Silver did not answer. All this time his ears had been strained for sounds in the garden and now he heard hurried footsteps. His last instructions to the Yard were working.

"If there is only the light in the hall burning," he had said, "keep well away out of sight. But break straight in if you see lights in any of the rooms. You'll be needed."

With a crash the window splintered and a hand was thrust in through the cavity. The catch was being unfastened.

Silver's glance shot back to the Spider and what he saw had a curiously paralyzing effect upon him.

A saturnine grin was on the man's face. He pulled at the switch on his desk. Then sagged forward.

Several men leaped in through the window and there was the snap of a pair of handcuffs on the Spider's inert wrists.

"Just in time, apparently!" Silver heard the voice of Briant as a knife cut through the cords that bound him.

"Outside, quick!" roared Silver, staggering to his feet. "This place is mined!"

For a brief second the Yard men stared unbelievingly at Silver, then as Briant barked a quick order they rushed for the door, bearing with them the form of Lawrence Bruce.

But Silver was already staggering from room to room. Was there anything in all that talk about an infernal machine? Was there? If so it hadn't worked yet, but the detective was beginning to understand why. The thing was so made that the Spider would have been able to pull the switch over and then get outside before the explosion occurred. If so, how many minutes were left? Or seconds?

Silver called out one name desperately, over and over. In the third room he entered his fingers touched an electric switch and there his eyes fell on Sally Marsh. She was lying listlessly on a bed, eyes wide open. As he bent over her she smiled faintly.

"Jim! Somehow I knew you'd——"

But with one sweeping movement of his arms he was already gathering her up and the next moment was charging for the door.

Along the path he raced, through the gate, swaying, for that wound in the head had sapped most of his vitality. He was moving mechanically now, lifting leaden uncertain feet by sheer will power. Every yard might count.

Under the weight of his burden he stumbled, but with a supreme effort kept upright and tottered further down the lane.

And then came a shattering din.
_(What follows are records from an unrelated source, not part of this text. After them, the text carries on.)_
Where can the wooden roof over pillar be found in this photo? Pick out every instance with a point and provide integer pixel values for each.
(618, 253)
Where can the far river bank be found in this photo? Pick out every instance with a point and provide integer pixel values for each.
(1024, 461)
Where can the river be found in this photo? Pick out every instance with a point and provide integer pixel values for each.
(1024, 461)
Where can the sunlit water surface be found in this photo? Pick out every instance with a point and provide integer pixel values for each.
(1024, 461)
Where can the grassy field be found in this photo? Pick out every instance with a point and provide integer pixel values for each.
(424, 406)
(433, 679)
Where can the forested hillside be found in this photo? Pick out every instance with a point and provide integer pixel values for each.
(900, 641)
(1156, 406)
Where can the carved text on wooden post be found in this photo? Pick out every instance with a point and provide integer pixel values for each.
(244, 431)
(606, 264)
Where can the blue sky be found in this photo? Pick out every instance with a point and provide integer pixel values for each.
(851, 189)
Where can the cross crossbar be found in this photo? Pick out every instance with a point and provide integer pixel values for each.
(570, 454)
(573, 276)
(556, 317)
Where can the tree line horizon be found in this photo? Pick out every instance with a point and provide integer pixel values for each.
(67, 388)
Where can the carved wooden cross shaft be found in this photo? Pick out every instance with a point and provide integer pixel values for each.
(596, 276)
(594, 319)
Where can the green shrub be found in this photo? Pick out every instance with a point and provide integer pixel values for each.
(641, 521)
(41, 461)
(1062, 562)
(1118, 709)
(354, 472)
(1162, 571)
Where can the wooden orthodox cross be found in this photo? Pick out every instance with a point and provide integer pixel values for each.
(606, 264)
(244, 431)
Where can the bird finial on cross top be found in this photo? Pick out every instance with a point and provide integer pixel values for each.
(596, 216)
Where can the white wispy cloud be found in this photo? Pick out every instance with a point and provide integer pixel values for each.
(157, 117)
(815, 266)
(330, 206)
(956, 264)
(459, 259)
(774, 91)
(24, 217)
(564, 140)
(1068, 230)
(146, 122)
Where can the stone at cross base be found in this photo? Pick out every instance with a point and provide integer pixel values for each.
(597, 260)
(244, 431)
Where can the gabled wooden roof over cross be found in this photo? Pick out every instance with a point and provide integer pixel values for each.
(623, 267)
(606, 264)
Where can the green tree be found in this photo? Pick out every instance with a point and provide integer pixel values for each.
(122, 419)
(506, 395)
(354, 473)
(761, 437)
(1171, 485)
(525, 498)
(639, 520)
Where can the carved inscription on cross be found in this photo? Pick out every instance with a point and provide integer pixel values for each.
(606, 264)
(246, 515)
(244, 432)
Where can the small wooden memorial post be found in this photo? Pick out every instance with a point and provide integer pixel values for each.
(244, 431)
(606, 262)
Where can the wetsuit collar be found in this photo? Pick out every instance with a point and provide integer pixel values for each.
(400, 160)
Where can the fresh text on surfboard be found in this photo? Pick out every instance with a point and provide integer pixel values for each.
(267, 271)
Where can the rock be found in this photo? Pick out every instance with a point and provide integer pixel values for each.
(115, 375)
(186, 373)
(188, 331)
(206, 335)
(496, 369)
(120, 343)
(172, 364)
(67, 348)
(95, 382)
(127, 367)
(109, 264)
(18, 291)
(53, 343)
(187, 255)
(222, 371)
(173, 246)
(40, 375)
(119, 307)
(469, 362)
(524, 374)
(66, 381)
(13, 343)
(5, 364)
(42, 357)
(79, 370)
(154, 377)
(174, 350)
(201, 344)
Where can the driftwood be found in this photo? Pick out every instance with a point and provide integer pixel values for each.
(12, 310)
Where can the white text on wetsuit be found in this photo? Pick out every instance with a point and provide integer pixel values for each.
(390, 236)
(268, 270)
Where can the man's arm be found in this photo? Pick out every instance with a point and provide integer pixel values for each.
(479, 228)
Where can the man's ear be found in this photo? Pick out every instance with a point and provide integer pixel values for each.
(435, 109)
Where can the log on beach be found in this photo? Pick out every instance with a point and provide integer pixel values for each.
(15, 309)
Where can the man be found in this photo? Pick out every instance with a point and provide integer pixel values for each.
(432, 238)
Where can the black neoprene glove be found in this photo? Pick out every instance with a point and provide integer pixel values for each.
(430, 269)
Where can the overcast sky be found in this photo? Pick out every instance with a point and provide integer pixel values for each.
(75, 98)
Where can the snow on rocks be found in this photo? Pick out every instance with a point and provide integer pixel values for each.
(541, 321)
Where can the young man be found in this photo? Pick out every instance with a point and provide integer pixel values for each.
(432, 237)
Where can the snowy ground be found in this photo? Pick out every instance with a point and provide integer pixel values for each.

The earth seemed to rock, and Silver fell like a log.




CHAPTER XLIII

AFTERWARDS

It was days later and Silver, his head swathed in bandages, was lying propped up on a couch rolling a cigarette, his eyes darting toward the door every few moments. Even the news he had just received that the Spider was likely to live long enough to be hanged had been thrust into the background.

Then the moment for which he had been waiting occurred. Before him stood Sally. This was the first time he had seen her since the bungalow went up in powder.

There were a dozen things that he wanted to say to her all at once, but neither he nor she spoke. She came closer, slowly, and the half-made cigarette trickled from the man's fingers to the floor.

"I couldn't wait any longer, Jim," she was whispering at last, eyes and lips very near to his, "although the doctor said——"

But Jim Silver's arm was about her shoulder. He was drawing her still closer. Sally was here, in the flesh, alive and radiant. That wonderful fact was all that concerned him.